Sahiron yang merupakan pakar hermeneutik Indonesia menjelaskan, McM merupakan hasil racikan sejumlah pemikiran mufassir modern kontemporer sebelumnya. Ia menggarisbawahi ada tiga hal yang harus digali dalam menggunakan pendekatan ini. Pertama, seseorang harus menangkap al-ma’na al-tarikhi atau makna historis.
“Al-ma’na al-tarikhi adalah apa yang mungkin dimaksudkan oleh Allah ketika Allah menurunkan ayat-ayat tertentu kepada Nabi Muhammad sebagai audiens pertama. Atau kalau menafsirkan hadits, kita akan mencari al-ma’na al-tarikhi-nya, yaitu sesuatu yang dimaksud Nabi Muhammad ketika menyampaikanya kepada sahabat,” terang Sahiron dalam seminar Parallel Session 1 ACRP bertema ‘Pendekatan Ma’na-cum- Maghza dalam Penafsiran Al-Qur’an’, Senin (22/11/2021).
Kedua, kata Sahiron, seorang mufassir berusaha menggali signifikansi atau teks pesan utama historisnya (al-maghza al-tarikhi).

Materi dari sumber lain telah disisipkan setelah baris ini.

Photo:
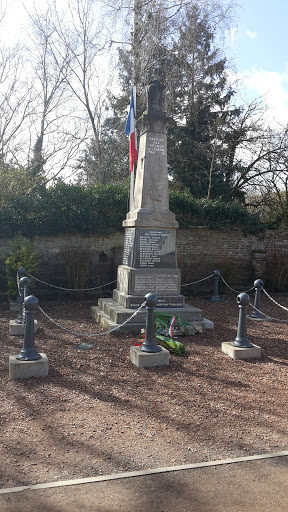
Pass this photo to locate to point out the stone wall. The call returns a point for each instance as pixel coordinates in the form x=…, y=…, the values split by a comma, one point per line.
x=240, y=258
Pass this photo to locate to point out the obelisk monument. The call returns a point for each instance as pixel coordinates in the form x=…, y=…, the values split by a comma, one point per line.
x=149, y=258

Ketiga, mufassir mengembangkan signifikansi teks tersebut ke dalam situasi kekinian, atau sesuai waktu yang tempat.
“Inilah yang disebut al-maghza al-mutaharrik al-mu’asir, atau signifikansi dinamis yang kekinian,” ucapnya.
Menurut Sahiron, untuk menggunakan pendekatan McM ini, mufassir perlu memiliki paradigma, di antaranya meyakini bahwa Al-Qur’an merupakan wahyu Allah yang fungsinya sebagai rahmat bagi semesta alam.

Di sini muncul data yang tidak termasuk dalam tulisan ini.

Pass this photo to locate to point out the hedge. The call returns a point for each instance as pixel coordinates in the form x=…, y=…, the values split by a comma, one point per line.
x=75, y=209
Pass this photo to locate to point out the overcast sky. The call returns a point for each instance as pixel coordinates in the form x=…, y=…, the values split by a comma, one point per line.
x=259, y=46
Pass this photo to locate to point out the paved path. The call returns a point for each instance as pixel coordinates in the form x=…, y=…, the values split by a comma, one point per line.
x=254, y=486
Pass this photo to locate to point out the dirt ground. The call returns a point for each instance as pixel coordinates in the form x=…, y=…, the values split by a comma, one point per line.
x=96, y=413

“Dalam menafsirkan Al-Qur’an atau hadist Nabi, kita harus yakin fungsinya sebagai rahmatan lil alamin, bukan sebaliknya. Maka apabila ada satu pemahaman atau penafsiran tertentu terhadap ayat Al-Qur’an yang tidak mencerminkan kasih sayang terhadap manusia atau alam semsta, maka hampir dipastikan itu bukan Al-Qur’an yang berbicara, tetapi otak manusia yang mempunyai kepentingan tertentu, dan berupaya menuju kepentingan tersebut. Misalnya, membolehkan aksi pengeboman, dengan mengutip ayat Al-Qur’an yang menunjukkan bahwa boleh membunuh orang-orang Musyrik di manapun berada,” terang Pengasuh PP Baitul Hikmah Krapyak Yogyakarta ini.
Selain itu, lanjutnya, mufassir juga harus meyakini pesan dalam Al-Qur’an itu bersifat universal. Menurutnya, universalitas Al-Qur’an itu membutuhkan penafsiran, reaktualisasi, dan implementasi. Kemudian tidak ada pertentangan antara wahyu dan akal sehat, serta tidak ada nash yang bertentangan, melainkan setiap ayat memiliki konteksnya sendiri.
Ada prinsip utama yang harus dijalankan mufassir. Dijelaskan Sahiron, ketika seseorang menafsirkan ayat Al-Qur’an harus selalu berdasarkan pada ilmu pengetahuan dan tidak boleh sembarangan melihat konteksnya.